Sekretaris Kementerian Koordinator Bidang Perekonomian, Susiwijono, mengatakan bahwa selain memberikan kemudahan perizinan bagi para pelaku usaha, keberadaan OSS juga berupaya untuk mencegah terjadinya praktik korupsi dan tindak pidana pencucian uang. Pasalnya, proses pengurusan perizinan minim tatap muka antara pelaku usaha dan pejabat/pengurus OSS sehingga ikut meminimalisir terjadinya kongkalikong.

 

Susiwijono juga menjelaskan bahwa proses perizinan berusaha melalui sistem elektronik terpusat dapat dipantau (tracking) setiap saat oleh pelaku usaha maupun instansi yang berwenang.
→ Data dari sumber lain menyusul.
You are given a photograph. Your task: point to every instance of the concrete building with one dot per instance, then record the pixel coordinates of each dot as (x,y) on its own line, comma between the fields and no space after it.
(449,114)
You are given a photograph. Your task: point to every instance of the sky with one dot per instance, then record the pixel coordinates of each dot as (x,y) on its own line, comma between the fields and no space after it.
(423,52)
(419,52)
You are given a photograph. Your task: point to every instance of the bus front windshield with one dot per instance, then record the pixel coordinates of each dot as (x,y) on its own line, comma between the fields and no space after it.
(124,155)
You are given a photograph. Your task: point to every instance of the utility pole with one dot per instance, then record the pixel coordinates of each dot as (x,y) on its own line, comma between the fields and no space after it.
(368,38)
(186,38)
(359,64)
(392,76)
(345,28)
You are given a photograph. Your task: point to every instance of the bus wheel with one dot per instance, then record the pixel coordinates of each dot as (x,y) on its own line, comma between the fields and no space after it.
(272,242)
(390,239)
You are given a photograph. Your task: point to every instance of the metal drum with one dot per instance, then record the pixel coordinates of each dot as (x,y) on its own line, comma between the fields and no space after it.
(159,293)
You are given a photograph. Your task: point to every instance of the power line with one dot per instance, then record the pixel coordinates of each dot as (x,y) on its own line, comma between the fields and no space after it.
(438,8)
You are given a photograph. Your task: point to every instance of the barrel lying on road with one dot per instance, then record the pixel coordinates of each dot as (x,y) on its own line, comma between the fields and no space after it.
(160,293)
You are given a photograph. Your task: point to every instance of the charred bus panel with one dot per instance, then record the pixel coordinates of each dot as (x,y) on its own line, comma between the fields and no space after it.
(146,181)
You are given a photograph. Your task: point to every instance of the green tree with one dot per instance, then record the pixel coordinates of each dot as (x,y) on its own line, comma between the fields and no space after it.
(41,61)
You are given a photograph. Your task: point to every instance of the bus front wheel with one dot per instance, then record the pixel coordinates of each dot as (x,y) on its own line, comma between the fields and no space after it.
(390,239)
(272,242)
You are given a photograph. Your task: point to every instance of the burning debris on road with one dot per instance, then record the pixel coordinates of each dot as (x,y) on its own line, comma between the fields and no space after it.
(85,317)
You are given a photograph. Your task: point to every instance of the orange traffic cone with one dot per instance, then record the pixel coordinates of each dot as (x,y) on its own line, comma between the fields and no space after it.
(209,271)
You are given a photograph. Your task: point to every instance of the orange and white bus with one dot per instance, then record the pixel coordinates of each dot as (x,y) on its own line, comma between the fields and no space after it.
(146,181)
Sistem OSS juga menerapkan standardisasi proses penerbitan perizinan berusaha, dari sisi persyaratan maupun waktu penyelesaian perizinan, sehingga dapat memberikan kepastian bagi pelaku usaha.

 

“Mekanisme perizinan melalui OSS mampu mengurangi tatap muka dalam proses penyelesaian perizinan berusaha sebagai salah satu upaya menghindari terjadinya interaksi negatif antara pelaku usaha dengan pejabat pemerintah,” kata Susiwijono dalam Rapat Koordinasi Tahunan di 2019 di Jakarta, Selasa (26/2).

 

Bahkan sebagai bentuk dukungan pencegahan tindakan korupsi dan TPPU, sistem OSS juga memberikan data kegiatan usaha secara berkelanjutan kepada Pusat Pelaporan dan Analisis Transaksi Keuangan (PPATK), khususnya untuk bidang usaha perdagangan mobil, perdagangan perhiasan emas, dan perdagangan properti dengan transaksi di atas Rp 500 juta.

 

Selain itu, dalam upaya mendukung pencegahan korupsi, OSS mendukung upaya Kemenko Perekonomian dalam melakukan reformasi regulasi berizinan Berusaha di seluruh area perizinan. Melakukan evaluasi NSPK (standardisasi proses bisnis pemenuhan komitmen) dari Kementerian/Lembaga terkait Izin Usaha, melakukan koordinasi evaluasi NSPK (standardisasi proses bisnis pemenuhan komitmen) dengan Kementerian/Lembaga dan Pemerintah Daerah terkait perizinan Izin Operasional/Komersial.